Hi, is there such a thing as a Makita router table? I have searched the Internet up and down and came up empty.


----------



## Stick486 (Jan 4, 2013)

couldn't find one either..


----------



## RainMan 2.0 (May 6, 2014)

Make your own Ed


----------



## hawkeye10 (Jul 28, 2015)

As a general rule router don't manufacturers make that good of a router table. You can take a piece of MDF or plywood and use it for a table plus a straight piece of wood for a fence and you have a table. I know it works because I have done it.


----------



## Shop guy (Nov 22, 2012)

Like Rick said make your own.


----------



## Stick486 (Jan 4, 2013)

router king said:


> Hi, is there such a thing as a Makita router table? I have searched the Internet up and down and came up empty.
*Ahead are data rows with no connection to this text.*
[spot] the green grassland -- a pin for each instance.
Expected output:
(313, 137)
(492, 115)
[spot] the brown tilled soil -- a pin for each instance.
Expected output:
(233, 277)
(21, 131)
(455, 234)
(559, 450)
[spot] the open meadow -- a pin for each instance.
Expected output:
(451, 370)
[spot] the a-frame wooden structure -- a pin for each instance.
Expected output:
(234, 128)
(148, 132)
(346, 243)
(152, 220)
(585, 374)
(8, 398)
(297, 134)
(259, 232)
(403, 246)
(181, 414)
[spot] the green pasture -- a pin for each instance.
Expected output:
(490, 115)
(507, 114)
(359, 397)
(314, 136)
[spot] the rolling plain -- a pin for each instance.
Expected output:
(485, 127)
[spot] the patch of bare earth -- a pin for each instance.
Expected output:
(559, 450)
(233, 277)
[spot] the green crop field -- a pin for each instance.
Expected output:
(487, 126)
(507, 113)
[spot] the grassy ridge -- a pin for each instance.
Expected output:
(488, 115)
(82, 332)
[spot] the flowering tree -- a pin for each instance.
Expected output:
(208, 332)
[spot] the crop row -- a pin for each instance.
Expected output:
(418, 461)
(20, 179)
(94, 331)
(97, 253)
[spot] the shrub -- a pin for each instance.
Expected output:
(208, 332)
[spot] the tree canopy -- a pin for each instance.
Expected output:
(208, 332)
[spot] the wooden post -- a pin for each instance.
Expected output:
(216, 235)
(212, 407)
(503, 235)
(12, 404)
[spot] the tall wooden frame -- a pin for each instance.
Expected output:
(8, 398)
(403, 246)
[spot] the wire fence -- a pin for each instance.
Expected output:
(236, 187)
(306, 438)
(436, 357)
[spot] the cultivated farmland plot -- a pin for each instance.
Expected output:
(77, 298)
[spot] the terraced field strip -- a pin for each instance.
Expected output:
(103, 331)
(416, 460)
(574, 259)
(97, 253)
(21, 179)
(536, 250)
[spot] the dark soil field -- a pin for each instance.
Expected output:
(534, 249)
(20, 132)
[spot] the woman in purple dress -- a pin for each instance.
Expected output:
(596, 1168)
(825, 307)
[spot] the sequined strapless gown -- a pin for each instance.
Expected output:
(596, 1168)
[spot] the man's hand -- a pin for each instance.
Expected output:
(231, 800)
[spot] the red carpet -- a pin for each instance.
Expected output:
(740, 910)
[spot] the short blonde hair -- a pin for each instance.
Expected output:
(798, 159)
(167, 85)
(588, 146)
Table-mounted Routing - Router Forums


----------



## router king (Jun 9, 2016)

Thanks for the input.
I'll check that Table-mounted Routing forum.


----------



## RainMan 2.0 (May 6, 2014)

router king said:


> Thanks for the input.
> I'll check that Table-mounted Routing forum.


If you go to the pictures thread there's some great builds there and a great place to get ideas for your own build if your inclined to make one .
I cheated and bought the top already from Incra , but will be building from the top down to my specs and storage ideas


----------